Objet : la réforme des lycées et la situation de l’enseignement de l’occitan : demande d’audience

 

Monsieur le Ministre,

Notre association d’enseignants d’occitan dans l’Education nationale souhaite vous rencontrer afin de porter à votre connaissance la situation catastrophique que la réforme du lycée entraîne pour la place de notre langue dans l’école de la République

Dès l’annonce de cette réforme, nous avions déjà alerté vos services, ainsi que les députés et sénateurs avec lesquels nous sommes en contact régulier, sur les risques évidents qu’elle faisait courir à l’enseignement des langues régionales en supprimant plusieurs possibilités d’intégration dans les cursus et de validation au baccalauréat. Depuis, les élus qui vous ont fait part de leurs préoccupations n’ont reçu que des réponses laconiques, répétitives, lénifiantes, et plus ou moins informées, destinées à les convaincre que tout allait pour le mieux. Or les premiers échos qui nous parviennent de la situation depuis la rentrée prouvent au contraire que notre inquiétude était malheureusement totalement justifiée.

En effet, le nombre d’élèves suivant un enseignement d’occitan langue d’oc en lycée dans les quatre académies dont les effectifs sont actuellement connus a chuté de 25% et le nombre d’établissements proposant un enseignement d’occitan langue d’oc a quant à lui baissé de 16%. Par ailleurs, les projections que nous pouvons faire à partir de l’observation des cohortes d’élèves et des suppressions de sections d’ores et déjà annoncées nous font craindre une aggravation de la situation à la rentrée 2020, avec un effondrement total des effectifs de l’ordre de 45 % en lycée. Et, contrairement là encore aux propos officiels, ce n’est pas l’octroi cosmétique et palliatif de 3 enseignements de spécialité, avec une vingtaine d’élèves en tout pour toutes les académies de l’ensemble occitan, qui peut y changer quoi que ce soit.

C’est d’une véritable condamnation à mort de l’enseignement de l’occitan qu’il s’agit avec cette réforme du lycée, en totale contradiction avec la circulaire relative à l’enseignement des langues et cultures régionales n° 2017-072 du 12-4-2017 qui rappelle la loi n° 2013-595 du 8 juillet 2013 d’orientation et de programmation pour la refondation de l’École de la République réaffirmant en son article 40 modifiant l’article L. 312-10 du code de l’éducation que

« les langues et cultures régionales appartenant au patrimoine de la France, leur enseignement est favorisé prioritairement dans les régions où elles sont en usage » et que « cet enseignement peut être dispensé tout au long de la scolarité ».

Alors même que notre Ministère, depuis la loi Deixonne, avait enfin pris la mesure de l’importance de nos langues, avec des réformes successives permettant leur implantation croissante au sein du système éducatif, alors que nos sociétés, après des décennies d’abandon social de langues dénigrées par l’école, retrouvaient la fierté de leur patrimoine vivant et demandaient à l’école publique, notamment à travers leurs élus, de prendre en charge leur enseignement, nous voici confrontés, brutalement, à la mort froidement programmée de cet enseignement.
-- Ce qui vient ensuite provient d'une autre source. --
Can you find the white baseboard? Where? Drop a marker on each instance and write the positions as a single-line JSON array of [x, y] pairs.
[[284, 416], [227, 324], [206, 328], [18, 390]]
Et cette perspective crée des situations de souffrance pour des enseignants dont la matière est menacée à très court terme.

Le 7 février dernier, vous avez bien voulu accorder à une délégation de la Fédération des Langues régionales dans l’Enseignement public (FLAREP) une audience à laquelle des représentants de la FELCO ont participé, en tant que membres de cette fédération. Nous avions alors souligné l’inégalité de traitement des Langues vivantes régionales (LVR) par rapport aux Langues et Cultures de l’Antiquité (LCA), qui bénéficient, à juste titre, certes,

– pour l’option, d’un coefficient 3, de la possibilité d’être seconde option et de la bonification des points obtenus au-dessus de la moyenne.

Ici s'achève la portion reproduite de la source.